Auch an diesem Tag war das Netz voller Fische: Karpfen, Barben, Rotaugen, Neunaugen, Schleie, Aale und viele andere endeten in den Körben der Fischer.
Drunten, im Wasser des Flusses, wagten die Überlebenden, entmutigt und erniedrigt, sich kaum zu bewegen. Ganze Familien waren schon zum Markt gebracht worden, ganze Arten ins Netz gegangen oder bereits in der Pfanne gestorben. Was tun …?
Einige junge Gründlinge versammelten sich hinter einem großen Stein und beschlossen, zu rebellieren. "Hier geht es um Leben oder Tod", sagten sie. "Dieses Netz, das jeden Tag und immer an einer anderen Stelle ins Wasser gelassen wird, um uns zu fangen und unserm Element zu entreißen, wird den Fluss entvölkern und uns alle ausrotten. Unsere Kinder haben jedoch ein Recht zu leben, und wir müssen etwas tun, um sie vor dieser Geißel zu bewahren."

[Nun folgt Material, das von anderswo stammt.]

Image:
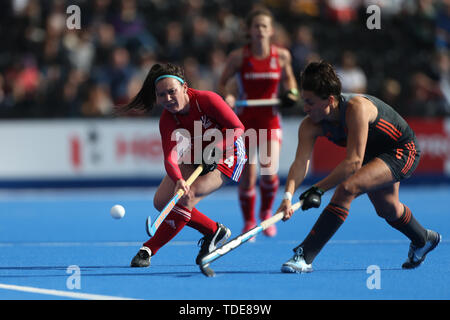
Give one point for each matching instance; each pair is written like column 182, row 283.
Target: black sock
column 332, row 217
column 410, row 227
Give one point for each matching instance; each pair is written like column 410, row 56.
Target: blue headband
column 169, row 76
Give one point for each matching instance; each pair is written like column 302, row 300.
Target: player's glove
column 290, row 98
column 210, row 163
column 311, row 198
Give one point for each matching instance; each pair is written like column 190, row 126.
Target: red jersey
column 259, row 78
column 206, row 107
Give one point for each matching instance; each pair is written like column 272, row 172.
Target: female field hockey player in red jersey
column 260, row 68
column 192, row 110
column 381, row 151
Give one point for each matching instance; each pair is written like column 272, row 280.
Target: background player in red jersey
column 260, row 68
column 184, row 108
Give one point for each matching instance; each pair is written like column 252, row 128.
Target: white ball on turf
column 117, row 211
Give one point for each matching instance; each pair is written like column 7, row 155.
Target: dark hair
column 320, row 78
column 146, row 97
column 261, row 11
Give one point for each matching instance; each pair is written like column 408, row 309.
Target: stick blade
column 148, row 226
column 207, row 271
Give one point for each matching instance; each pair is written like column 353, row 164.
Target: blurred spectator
column 117, row 74
column 46, row 70
column 98, row 102
column 342, row 11
column 426, row 97
column 352, row 77
column 174, row 47
column 443, row 26
column 304, row 7
column 131, row 29
column 302, row 49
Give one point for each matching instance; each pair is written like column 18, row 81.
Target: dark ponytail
column 320, row 78
column 146, row 97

"Und was könnten wir tun?" fragte eine Schleie, die den Verschwörern gefolgt war. "Das Netz zerstören!" antworteten die jungen Gründlinge einmütig.
Der mutige Entschluss, den schnellen Aalen anvertraut, verbreitete sich rasch über den ganzen Fluss und lud alle Fische für den nächsten Morgen zu einer gemeinsamen Aktion in einer Bucht ein, die von großen Weiden geschützt war.
Am folgenden Morgen fanden sich etwa tausend Fische jeglicher Art und jeden Alters ein, um dem Netz gemeinsam den Krieg zu erklären. Die Leitung des Unternehmens wurde einem listigen alten Karpfen anvertraut, dem es schon zweimal gelungen war, der Gefangenschaft zu entkommen, indem er mit den Zähnen die Maschen des Netzes zerbissen hatte.
"Gebt gut acht!" sagte der Karpfen. "Das Netz ist so breit wie der Fluss, und jede Masche hat auf der Unterseite ein Stück Blei, welches sie zu Boden zieht. Teilt euch in zwei Gruppen: Die eine wird die Bleistücke aufheben und an die Oberfläche tragen; die andere Gruppe wird die Maschen des oberen Teils ganz ruhig festhalten. Die Neunaugen werden trachten, mit ihren Zähnen die Schnüre zu zerschneiden, die das Netz zwischen die beiden Ufer gespannt halten; die Aale werden sofort auf Erkundung gehen, um die Stelle auszumachen, wo das Netz ausgelegt wurde."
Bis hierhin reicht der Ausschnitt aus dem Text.